While at San Juan Capistrano, Boscana composed at least two versions of a detailed ethnographic sketch of the Juaneño or Acagchemem Native Americans, who were primarily speakers of a dialect of the Luiseño language but probably also included Gabrieliño or Tongva speakers from the north. A translation of one version of Boscana's manuscript, "Chinigchinich; a Historical Account of the Origin, Customs, and Traditions of the Indians at the Missionary Establishment of St. Juan Capistrano, Alta California Called The Acagchemem Nation," was published by Alfred Robinson in 1846 as an appendix to his book Life in California. Robinson was apparently responsible for giving the title "Chinigchinix (Chinigchinich)" to Boscana's work. An edition of this version with extensive annotations by the anthropologist and linguist John Peabody Harrington was published in 1933.

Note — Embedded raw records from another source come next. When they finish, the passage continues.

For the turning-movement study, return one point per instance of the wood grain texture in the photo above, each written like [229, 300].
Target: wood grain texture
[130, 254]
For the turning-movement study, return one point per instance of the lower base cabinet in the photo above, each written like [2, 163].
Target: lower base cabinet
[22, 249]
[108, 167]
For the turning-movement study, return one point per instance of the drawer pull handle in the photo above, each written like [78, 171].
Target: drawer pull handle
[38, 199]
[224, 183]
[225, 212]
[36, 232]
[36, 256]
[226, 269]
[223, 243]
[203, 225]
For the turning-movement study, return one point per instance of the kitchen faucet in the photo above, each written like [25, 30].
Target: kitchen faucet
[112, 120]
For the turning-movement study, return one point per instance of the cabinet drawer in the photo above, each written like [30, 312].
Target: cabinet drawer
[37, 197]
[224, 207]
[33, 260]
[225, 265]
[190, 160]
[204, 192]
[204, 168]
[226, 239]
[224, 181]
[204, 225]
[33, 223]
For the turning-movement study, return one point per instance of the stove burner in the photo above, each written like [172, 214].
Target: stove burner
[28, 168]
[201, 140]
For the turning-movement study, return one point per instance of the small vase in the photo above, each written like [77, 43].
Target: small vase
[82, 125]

The following year, Harrington published a translation of another, variant version of Boscana's account, newly discovered in France and entitled "Relación histórica de la creencia, usos, costumbres, y extravagancias de los indios de esta Misión de San Juan Capistrano llamada la nación Acagchemem" (Harrington 1934). This version was subsequently also published in its original Spanish by Henry and Paula Reichlen in 1971. It seems to have been an earlier draft of the manuscript published by Robinson, but it contains some material not included in the later version.

Portions of a still earlier draft made by Boscana, with some additional ethnographic information, have also been discovered by John R. Johnson in 2006.